Hey guys, if you haven’t read my other posts, I’ve been experimenting around with metaprogramming and macros. Recently I found out that Elixir doesn’t seem able to “see” a given variables value, even if it is explicitly provided in the source code:

a = 10
some_macro(a) # The variable will be used here

# => Inside the macro the variable will be seen as something like `{:a, [line: x], nil}`

Essentially all variables are all seen as nil. I was hoping that Elixir could somehow see the value when the variable is explicitly bound in the code (seeing the value from dynamically passed variables — like in function parameters — would be a different story).

I looked at Macro.var/2but it doesn’t seem to do what I want.

var(var, context)

var(var, context) :: {var, , context} when var: atom, context: atom
Generates an AST node representing the variable given by the atoms var and context.

Examples

In order to build a variable, a context is expected. Most of the times, in order to preserve hygiene, the context must be MODULE:

iex> Macro.var(:foo, MODULE)
{:foo, , MODULE}
However, if there is a need to access the user variable, nil can be given:

iex> Macro.var(:foo, nil)
{:foo, , nil}

Is there an actual way to achieve this? If not, why so? Is this a limitation of Elixir or is it a side effect from a certain feature/design decision?

EDIT:

I assume receiving a list as a parameter in a macro my_macro(args), do: IO.puts length(args) and having it output the length of args during compilation is not possible?

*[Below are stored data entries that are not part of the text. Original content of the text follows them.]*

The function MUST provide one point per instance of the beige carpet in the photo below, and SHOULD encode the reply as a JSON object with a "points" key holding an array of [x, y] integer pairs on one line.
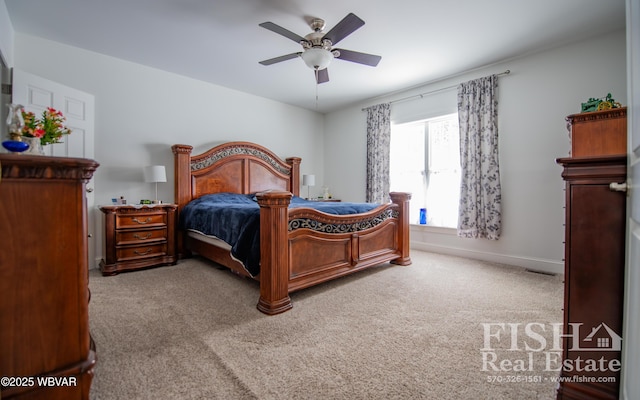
{"points": [[192, 331]]}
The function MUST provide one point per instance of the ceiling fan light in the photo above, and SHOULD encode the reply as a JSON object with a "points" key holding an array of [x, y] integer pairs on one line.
{"points": [[317, 58]]}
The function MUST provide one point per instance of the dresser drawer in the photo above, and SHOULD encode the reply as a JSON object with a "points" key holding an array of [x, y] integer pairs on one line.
{"points": [[137, 220], [124, 237], [145, 251], [137, 237]]}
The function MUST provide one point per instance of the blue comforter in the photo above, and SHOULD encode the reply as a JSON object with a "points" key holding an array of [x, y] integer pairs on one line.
{"points": [[235, 219]]}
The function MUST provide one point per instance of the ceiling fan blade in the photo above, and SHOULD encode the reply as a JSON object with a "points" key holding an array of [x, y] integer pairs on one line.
{"points": [[360, 58], [322, 75], [279, 59], [282, 31], [344, 28]]}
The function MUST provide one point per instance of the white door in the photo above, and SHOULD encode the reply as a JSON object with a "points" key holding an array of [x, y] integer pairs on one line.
{"points": [[630, 388], [36, 94]]}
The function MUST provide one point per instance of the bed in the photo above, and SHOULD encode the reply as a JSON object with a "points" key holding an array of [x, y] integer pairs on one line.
{"points": [[298, 246]]}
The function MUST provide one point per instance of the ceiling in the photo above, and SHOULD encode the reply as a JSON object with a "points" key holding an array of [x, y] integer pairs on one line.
{"points": [[219, 41]]}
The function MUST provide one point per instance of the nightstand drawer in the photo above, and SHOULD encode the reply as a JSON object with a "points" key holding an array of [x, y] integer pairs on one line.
{"points": [[125, 237], [132, 253], [137, 220]]}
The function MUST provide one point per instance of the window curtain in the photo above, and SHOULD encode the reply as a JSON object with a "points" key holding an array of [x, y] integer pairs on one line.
{"points": [[480, 200], [378, 152]]}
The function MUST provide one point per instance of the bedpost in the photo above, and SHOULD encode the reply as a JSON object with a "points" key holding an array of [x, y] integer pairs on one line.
{"points": [[274, 252], [182, 185], [402, 200], [295, 174]]}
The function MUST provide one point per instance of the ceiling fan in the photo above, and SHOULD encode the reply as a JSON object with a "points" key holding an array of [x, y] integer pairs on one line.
{"points": [[318, 46]]}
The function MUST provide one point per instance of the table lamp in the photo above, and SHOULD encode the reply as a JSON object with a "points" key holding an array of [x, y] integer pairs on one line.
{"points": [[308, 181]]}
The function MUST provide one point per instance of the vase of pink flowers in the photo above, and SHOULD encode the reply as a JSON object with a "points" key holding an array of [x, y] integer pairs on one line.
{"points": [[40, 131]]}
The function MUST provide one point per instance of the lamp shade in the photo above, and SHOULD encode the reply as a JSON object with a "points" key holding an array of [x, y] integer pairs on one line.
{"points": [[155, 173], [316, 58], [308, 180]]}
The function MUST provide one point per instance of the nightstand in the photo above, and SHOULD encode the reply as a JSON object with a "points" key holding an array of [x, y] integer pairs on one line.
{"points": [[138, 237]]}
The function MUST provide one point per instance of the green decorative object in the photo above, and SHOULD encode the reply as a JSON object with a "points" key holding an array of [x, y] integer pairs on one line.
{"points": [[604, 103]]}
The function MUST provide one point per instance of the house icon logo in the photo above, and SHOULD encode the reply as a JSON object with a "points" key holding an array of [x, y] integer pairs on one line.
{"points": [[601, 338]]}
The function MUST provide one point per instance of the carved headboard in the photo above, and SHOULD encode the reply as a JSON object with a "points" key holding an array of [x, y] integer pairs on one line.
{"points": [[235, 167]]}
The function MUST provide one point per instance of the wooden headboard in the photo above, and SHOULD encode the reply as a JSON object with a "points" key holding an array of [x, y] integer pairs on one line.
{"points": [[235, 167]]}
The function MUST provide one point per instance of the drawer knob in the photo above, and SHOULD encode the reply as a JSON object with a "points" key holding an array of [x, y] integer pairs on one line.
{"points": [[143, 253]]}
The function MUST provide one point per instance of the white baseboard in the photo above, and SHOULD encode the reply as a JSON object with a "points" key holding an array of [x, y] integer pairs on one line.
{"points": [[535, 264]]}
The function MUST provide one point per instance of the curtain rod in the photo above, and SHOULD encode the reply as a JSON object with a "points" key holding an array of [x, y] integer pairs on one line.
{"points": [[421, 95]]}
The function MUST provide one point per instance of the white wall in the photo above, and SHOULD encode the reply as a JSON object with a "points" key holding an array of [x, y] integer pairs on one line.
{"points": [[534, 100], [6, 35], [141, 112]]}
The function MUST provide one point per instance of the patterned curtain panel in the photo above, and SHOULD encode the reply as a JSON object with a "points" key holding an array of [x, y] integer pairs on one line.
{"points": [[378, 144], [479, 211]]}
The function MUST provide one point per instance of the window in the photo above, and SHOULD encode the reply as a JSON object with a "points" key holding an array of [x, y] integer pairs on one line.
{"points": [[425, 160]]}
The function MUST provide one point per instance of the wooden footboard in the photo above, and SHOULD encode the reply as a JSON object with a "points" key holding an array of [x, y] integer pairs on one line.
{"points": [[304, 247]]}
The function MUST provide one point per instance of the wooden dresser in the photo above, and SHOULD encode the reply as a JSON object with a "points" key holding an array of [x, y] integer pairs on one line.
{"points": [[44, 294], [138, 237], [595, 227]]}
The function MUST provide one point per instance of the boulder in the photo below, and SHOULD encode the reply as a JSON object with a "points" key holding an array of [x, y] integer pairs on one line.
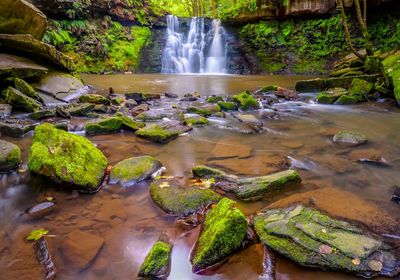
{"points": [[26, 43], [157, 263], [314, 239], [79, 249], [21, 17], [222, 234], [180, 200], [10, 156], [19, 100], [16, 66], [349, 137], [68, 159], [134, 170]]}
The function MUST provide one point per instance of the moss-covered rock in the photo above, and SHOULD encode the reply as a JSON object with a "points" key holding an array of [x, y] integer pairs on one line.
{"points": [[157, 262], [180, 200], [21, 101], [245, 101], [223, 232], [227, 106], [68, 159], [10, 156], [134, 170], [94, 98], [314, 239], [349, 137], [196, 120]]}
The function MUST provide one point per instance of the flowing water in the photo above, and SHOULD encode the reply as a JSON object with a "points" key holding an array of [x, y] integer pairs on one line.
{"points": [[198, 51], [298, 133]]}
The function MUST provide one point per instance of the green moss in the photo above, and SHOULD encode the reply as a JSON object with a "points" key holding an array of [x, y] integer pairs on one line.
{"points": [[245, 101], [66, 158], [227, 105], [181, 201], [157, 260], [223, 232]]}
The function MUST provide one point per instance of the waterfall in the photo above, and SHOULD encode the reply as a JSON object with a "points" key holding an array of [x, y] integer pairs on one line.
{"points": [[196, 51]]}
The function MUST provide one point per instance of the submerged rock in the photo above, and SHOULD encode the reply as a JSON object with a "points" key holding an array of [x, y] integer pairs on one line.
{"points": [[157, 262], [349, 137], [133, 170], [313, 239], [66, 158], [10, 156], [223, 232], [180, 200]]}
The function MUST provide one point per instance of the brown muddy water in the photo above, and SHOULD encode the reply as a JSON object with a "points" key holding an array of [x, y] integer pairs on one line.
{"points": [[128, 220]]}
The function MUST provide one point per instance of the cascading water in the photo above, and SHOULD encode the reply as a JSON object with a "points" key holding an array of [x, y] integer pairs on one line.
{"points": [[198, 51]]}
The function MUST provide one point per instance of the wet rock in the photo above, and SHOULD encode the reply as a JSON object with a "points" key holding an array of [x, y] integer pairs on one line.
{"points": [[203, 109], [157, 262], [18, 100], [180, 200], [245, 101], [94, 98], [15, 66], [21, 17], [79, 249], [349, 137], [223, 232], [67, 159], [10, 156], [313, 239], [15, 128], [5, 111], [133, 170], [140, 109]]}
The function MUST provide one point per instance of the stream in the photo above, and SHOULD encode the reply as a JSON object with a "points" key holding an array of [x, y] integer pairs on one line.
{"points": [[299, 135]]}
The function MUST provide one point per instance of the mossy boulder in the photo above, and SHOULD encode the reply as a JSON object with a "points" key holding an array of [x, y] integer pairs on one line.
{"points": [[349, 137], [134, 170], [227, 106], [19, 100], [10, 156], [157, 263], [314, 239], [68, 159], [223, 232], [245, 101], [180, 200], [94, 98]]}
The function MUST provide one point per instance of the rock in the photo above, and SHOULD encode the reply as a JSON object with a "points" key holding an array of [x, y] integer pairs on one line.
{"points": [[223, 232], [67, 159], [245, 101], [28, 44], [15, 66], [305, 236], [157, 262], [79, 249], [203, 109], [227, 106], [349, 137], [252, 189], [140, 109], [134, 170], [196, 120], [94, 98], [5, 111], [18, 100], [180, 200], [15, 128], [391, 66], [10, 156], [21, 17]]}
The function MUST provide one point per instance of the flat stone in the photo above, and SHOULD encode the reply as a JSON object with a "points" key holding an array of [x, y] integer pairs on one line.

It is because macro expansion time takes place during compilation, the variable a is just that, ast of a variable, it has no other useful information yet because that variable has not been bound to anything yet. If you need to access the variable then you can return AST from the macro to be run at ‘run-time’ that can then access whatever binding that the variable will have at that time.

Thank you for your reply @OvermindDL1. That was my reasoning at first, but something told me that due to the fact that the variable is explicitly bound to a certain literal, then the compiler would be able to “see” that somehow.

So the only point where I’ll be able to know a's value will be at runtime, exclusively?

a = 2

This may seem simple, but imagine %{foo: foo} = %{foo: 2}. This could clearly never work, because %{foo: 2} isn’t even a map yet, it’s just map AST. The same as true for your a = 2 example, but just less obviously.

Correct, the only way to know a's value is at runtime.

@benwilson512 nice comparison! I understand now Thank you both

@benwilson512 and @OvermindDL1 but why doesn’t the compiler see the AST of the expression where the variable’s value is passed? If we have %{foo: foo} = %{foo: 2} then the %{foo: 2} part must be parsed and read by the compiler, no?

Sorry for being so insistent on this topic

It’s read by the parser sure, but when you get access to it’s in the MIDDLE of the compilation phase, not after. Macros are expanded as basically a pre-compilation phase that operates on the AST. For all intents and purposes no, the compiler has not actually run.